By Development Officer,
GenerationR is now developing to help young people understand the concepts that surround fair tests of treatments – that is how we make fair comparisons, how we eliminate bias (that’s favouritism towards one treatment), and how we place people into groups in studies, among other things. GenerationR hopes to do so by evaluating and developing educational material for young people and teachers to use in the classroom, as part of critical thinking and general knowledge.
Myself and a member of a Young Person’s Advisory Group, Esme, went on a short trip to Oslo in July to help improve the usability of a questionnaire that will be used to test whether young people using the educational material have a better knowledge than before of the concepts that are required to understand whether a treatment claim is reliable or unreliable, and whether a treatment has been compared fairly to another (or a placebo – control). The questionnaire has a set of 200 questions, which are now being narrowed down by the Norway team to a much smaller set (24 for children). A set of 24 questions will be given to them before and after the intervention – the intervention being the educational material. This educational material is being piloted in Ugandan children to start with, and hopefully, if successful it is something that can be evaluated for school children here in the UK.

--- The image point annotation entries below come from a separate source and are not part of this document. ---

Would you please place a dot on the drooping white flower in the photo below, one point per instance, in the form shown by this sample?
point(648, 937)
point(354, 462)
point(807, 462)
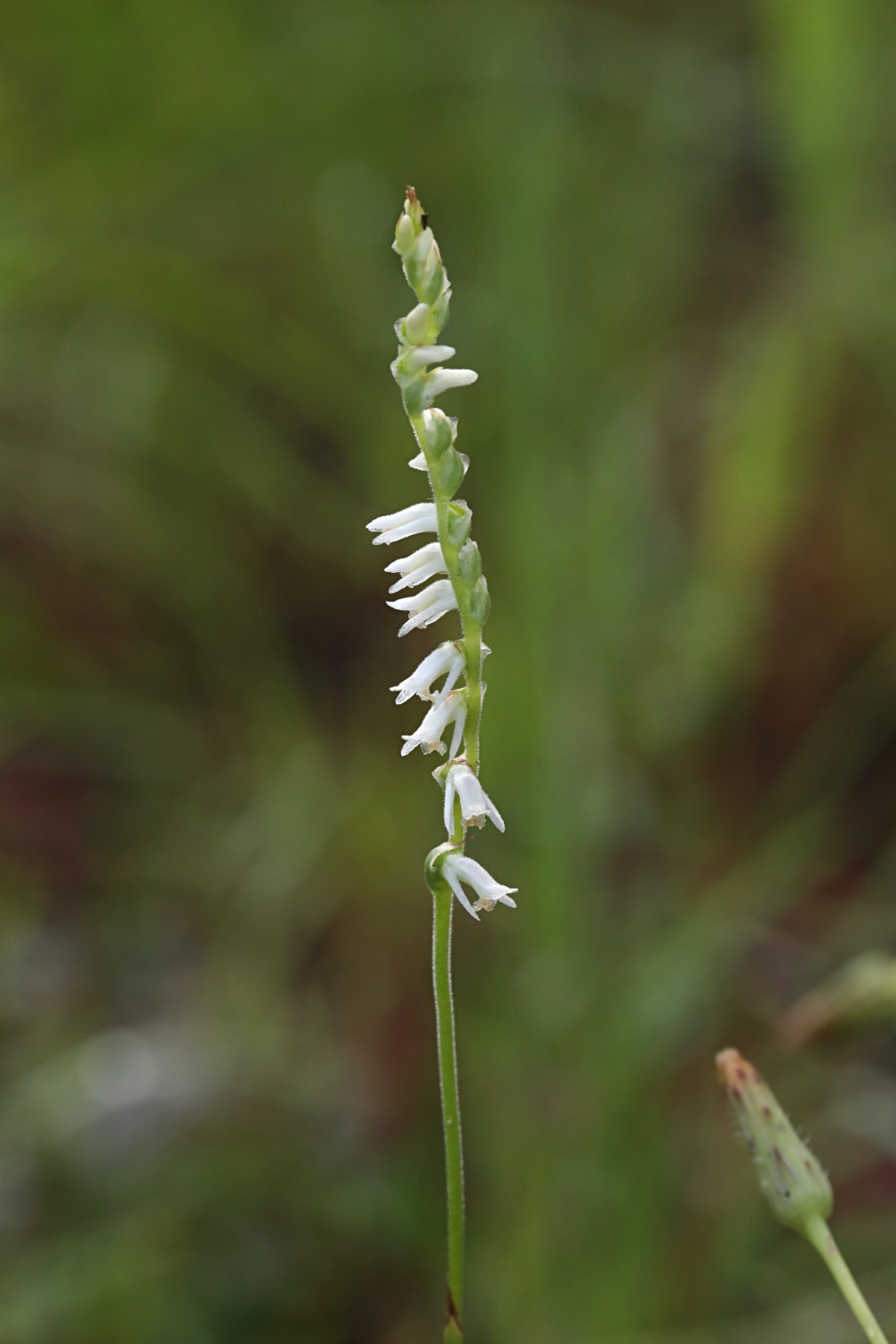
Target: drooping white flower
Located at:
point(474, 802)
point(418, 567)
point(407, 522)
point(429, 735)
point(443, 379)
point(457, 869)
point(414, 358)
point(427, 606)
point(449, 659)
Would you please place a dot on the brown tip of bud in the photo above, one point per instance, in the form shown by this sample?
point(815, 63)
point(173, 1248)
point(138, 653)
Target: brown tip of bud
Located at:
point(789, 1175)
point(734, 1069)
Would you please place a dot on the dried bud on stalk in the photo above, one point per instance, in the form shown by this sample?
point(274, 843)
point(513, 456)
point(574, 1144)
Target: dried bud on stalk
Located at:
point(789, 1174)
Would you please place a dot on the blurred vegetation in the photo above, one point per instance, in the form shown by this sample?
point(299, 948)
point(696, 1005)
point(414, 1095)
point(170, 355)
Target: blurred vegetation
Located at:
point(672, 235)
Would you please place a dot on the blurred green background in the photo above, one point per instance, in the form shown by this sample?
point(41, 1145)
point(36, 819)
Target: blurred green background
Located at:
point(672, 235)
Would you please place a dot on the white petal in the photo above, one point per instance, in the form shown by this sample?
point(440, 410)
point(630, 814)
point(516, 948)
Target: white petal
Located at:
point(454, 671)
point(407, 522)
point(488, 890)
point(457, 889)
point(443, 659)
point(427, 606)
point(443, 379)
point(403, 515)
point(476, 804)
point(415, 358)
point(435, 721)
point(418, 567)
point(449, 804)
point(458, 730)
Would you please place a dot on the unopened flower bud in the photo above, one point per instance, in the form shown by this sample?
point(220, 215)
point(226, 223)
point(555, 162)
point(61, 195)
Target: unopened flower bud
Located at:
point(789, 1174)
point(417, 324)
point(449, 470)
point(441, 430)
point(469, 562)
point(460, 522)
point(480, 601)
point(405, 235)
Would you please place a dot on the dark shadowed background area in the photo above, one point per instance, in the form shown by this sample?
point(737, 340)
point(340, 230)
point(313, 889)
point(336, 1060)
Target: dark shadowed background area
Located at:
point(670, 229)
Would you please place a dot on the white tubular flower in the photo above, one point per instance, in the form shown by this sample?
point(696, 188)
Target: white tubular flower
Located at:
point(452, 709)
point(474, 802)
point(449, 659)
point(427, 606)
point(443, 379)
point(414, 358)
point(407, 522)
point(457, 869)
point(418, 567)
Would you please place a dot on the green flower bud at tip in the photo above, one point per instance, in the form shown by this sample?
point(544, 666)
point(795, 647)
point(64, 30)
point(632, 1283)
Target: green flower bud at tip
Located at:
point(405, 235)
point(469, 562)
point(790, 1176)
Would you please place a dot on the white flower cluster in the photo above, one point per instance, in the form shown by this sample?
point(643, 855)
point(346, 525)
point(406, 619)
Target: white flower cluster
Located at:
point(449, 566)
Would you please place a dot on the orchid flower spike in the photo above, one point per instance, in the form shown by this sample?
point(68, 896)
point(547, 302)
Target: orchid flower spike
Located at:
point(450, 566)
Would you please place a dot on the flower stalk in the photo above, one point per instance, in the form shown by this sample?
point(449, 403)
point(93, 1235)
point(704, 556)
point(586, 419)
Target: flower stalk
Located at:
point(458, 702)
point(790, 1176)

The educational material is a work book for children (still in progress) and a teaching guide. The workbook is essentially like a comic book, telling a story and raising important questions about why and how we carry out fair tests. At the end of each chapter are exercises that should help the children to put what they read into practice. It also contains a parrot, called prattle, who often attempts to confuse the children in the story by giving them unreliable information. The book is currently undergoing some final design alterations. Next year, they aim to do a randomised controlled trial of the material so that some Ugandan children are taught using the book, and other children are not given the material. The aim of the book is to improve knowledge about fair tests of treatments and hope young people can make more well-informed decisions with their families about their health. We look forward to hearing how it all goes!